There is literally not enough time in the day. I'm not saying "literally" as a means of emphasis. I mean that factually. I do not have the time to rehash and debate everything you've said that contributed to the downward spiral of both of these threads.


----------



## Mercurius (Mar 14, 2018)

pemerton said:


> This is part of the problem.
> 
> There is a difference between something being foreign and something being "exoticised" in the fashion discussed in the OP. Exoticisation, in this context, is a type of projection. If it wasn't, then it wouldn't be a "Western/Occidental view" of anything - it would just be an account of that thing.
> 
> It's the projection that makes it racist.




Only if the point is to try to be accurate, which is only vaguely the cased in OA, which is meant to be more _inspired by_ and _draw from_ Asian cultures, just as numerous settings are inspired by or drawn from premodern European settings.  
And what is wrong with exoticization? That's sort of the halfway point between realism and fantasy. Remember, we're talking about RPG settings, not an anthropological dissertation.

You seem to be applying academic (and the accompanying sociological) standards 
to RPG settings, which to me is a bit misplaced.
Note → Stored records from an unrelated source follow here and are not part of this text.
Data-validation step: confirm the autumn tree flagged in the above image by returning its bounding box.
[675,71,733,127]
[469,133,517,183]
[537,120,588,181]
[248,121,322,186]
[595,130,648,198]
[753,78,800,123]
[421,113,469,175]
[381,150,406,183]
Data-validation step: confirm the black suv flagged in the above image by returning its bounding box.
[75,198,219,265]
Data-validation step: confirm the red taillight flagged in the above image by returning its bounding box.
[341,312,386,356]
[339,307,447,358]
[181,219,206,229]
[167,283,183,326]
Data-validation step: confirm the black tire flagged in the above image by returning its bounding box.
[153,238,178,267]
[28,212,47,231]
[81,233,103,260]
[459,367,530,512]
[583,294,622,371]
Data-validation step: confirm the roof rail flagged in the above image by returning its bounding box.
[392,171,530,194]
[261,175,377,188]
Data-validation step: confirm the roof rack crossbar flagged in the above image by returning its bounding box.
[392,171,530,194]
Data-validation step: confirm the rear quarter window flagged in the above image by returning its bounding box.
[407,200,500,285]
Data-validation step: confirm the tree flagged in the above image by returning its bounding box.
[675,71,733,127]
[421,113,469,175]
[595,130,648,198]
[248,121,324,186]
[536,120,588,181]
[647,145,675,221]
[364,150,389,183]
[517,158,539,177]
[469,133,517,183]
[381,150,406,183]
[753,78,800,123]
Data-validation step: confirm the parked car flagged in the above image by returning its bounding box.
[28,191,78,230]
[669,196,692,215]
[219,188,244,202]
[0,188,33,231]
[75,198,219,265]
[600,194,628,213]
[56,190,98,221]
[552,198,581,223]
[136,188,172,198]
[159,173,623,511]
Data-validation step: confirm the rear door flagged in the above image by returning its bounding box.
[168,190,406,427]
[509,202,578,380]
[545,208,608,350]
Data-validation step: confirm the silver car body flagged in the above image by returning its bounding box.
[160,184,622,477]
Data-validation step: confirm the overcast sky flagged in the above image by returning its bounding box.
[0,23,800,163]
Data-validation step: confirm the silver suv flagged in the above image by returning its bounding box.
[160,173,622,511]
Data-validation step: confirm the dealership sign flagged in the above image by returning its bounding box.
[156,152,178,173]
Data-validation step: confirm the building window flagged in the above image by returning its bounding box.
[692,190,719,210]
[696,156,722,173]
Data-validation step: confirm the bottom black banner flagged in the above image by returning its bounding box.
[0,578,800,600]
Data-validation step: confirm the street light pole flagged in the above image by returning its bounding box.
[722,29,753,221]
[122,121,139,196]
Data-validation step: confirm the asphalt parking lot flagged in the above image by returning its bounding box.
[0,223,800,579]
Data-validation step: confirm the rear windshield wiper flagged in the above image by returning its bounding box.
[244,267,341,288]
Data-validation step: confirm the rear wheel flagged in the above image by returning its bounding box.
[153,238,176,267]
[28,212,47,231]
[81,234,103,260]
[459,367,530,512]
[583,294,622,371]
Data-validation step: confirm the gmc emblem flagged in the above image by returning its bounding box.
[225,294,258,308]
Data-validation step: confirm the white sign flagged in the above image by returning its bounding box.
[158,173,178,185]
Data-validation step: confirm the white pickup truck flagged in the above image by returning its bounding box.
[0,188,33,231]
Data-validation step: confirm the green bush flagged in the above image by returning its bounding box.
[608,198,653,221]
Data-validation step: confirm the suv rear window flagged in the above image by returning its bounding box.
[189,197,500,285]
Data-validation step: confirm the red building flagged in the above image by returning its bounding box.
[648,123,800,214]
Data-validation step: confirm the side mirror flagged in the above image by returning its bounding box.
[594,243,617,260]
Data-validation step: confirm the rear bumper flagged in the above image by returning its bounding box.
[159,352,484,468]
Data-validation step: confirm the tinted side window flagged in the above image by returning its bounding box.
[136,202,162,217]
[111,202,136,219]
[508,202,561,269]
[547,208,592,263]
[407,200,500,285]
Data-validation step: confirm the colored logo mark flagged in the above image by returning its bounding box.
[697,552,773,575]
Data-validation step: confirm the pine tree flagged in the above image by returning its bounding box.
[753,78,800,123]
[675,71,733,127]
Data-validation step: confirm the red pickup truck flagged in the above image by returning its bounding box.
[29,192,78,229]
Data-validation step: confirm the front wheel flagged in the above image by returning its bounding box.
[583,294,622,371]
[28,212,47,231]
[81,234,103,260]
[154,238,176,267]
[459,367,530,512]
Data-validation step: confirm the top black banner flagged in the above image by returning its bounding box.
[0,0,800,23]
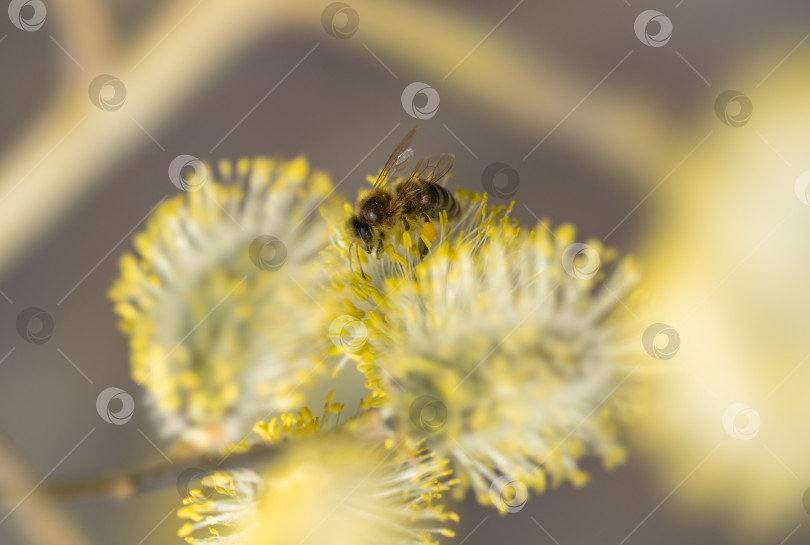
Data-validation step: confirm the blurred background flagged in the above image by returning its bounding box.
[0,0,810,545]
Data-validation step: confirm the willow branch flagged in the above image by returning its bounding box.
[0,0,666,275]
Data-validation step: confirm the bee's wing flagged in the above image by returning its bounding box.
[374,126,419,188]
[408,153,456,184]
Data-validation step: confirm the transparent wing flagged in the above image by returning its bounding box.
[374,127,419,187]
[408,153,456,184]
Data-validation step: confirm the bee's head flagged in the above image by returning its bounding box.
[346,216,374,253]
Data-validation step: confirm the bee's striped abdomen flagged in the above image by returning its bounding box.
[426,184,461,219]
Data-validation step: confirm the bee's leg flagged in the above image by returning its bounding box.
[419,238,430,257]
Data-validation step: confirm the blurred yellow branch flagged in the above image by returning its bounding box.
[0,0,665,275]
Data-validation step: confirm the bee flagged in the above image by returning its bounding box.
[346,127,461,277]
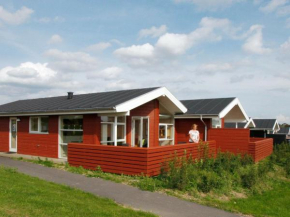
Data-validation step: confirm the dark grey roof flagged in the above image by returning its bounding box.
[180,97,235,115]
[0,87,158,114]
[253,119,276,130]
[225,122,247,128]
[277,127,290,134]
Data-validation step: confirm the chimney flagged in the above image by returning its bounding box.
[67,92,74,99]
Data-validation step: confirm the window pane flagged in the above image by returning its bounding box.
[30,118,38,131]
[117,125,125,139]
[167,125,173,139]
[61,115,83,130]
[101,124,114,143]
[61,131,83,143]
[159,125,166,139]
[101,116,115,123]
[60,145,67,158]
[159,116,173,124]
[40,117,48,133]
[117,116,125,123]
And I don't see anyone up in arms about how the Sword Coast is an exoticized mockery of premodern northern Europe.


----------



## Mercurius (Mar 14, 2018)

Yaarel said:


> This clarification concerning the spiritual diversity of the cleric class needs to be core, and integrated into the Players Handbook from the get-go.
> 
> If an update to the 5e SRD includes this explicit reference to the cleric class representing a diversity of spiritual worldviews, especially clerics with nonpolytheistic views, I would relax a bit more on this issue.
> 
> 4e and worse 5e have become too heavy handed about imposing polytheism as the setting assumptions in the rules descriptions. The motive is corporate, out of desire to use D&D gods as trademark branding, relating to novels, movie rights, and so on. I am deeply uncomfortable with this situation of polytheism.




THis is an interesting issue. I personally am not uncomfortable with polytheism as a default, but aesthetically and creatively D&D's approach is just sloppy. In my own settings, each culture has their own religious and spiritual viewpoint, some polytheism, some monotheistic, some more philosophical, and everything in-between...just as in our world.

That said, I also play with the idea that there is only one pantheon of gods, but different cultures have their versions, names, and degrees of emphasis. For instance in our world, we could say that Zeus and Thor are the same god, but whereas the Greeks see Zeus as the head honcho, the Nordic people see Thor as kind of the warrior god who plays second fiddle to Odin. But regardless, each are the cultural version of a more archetypal being.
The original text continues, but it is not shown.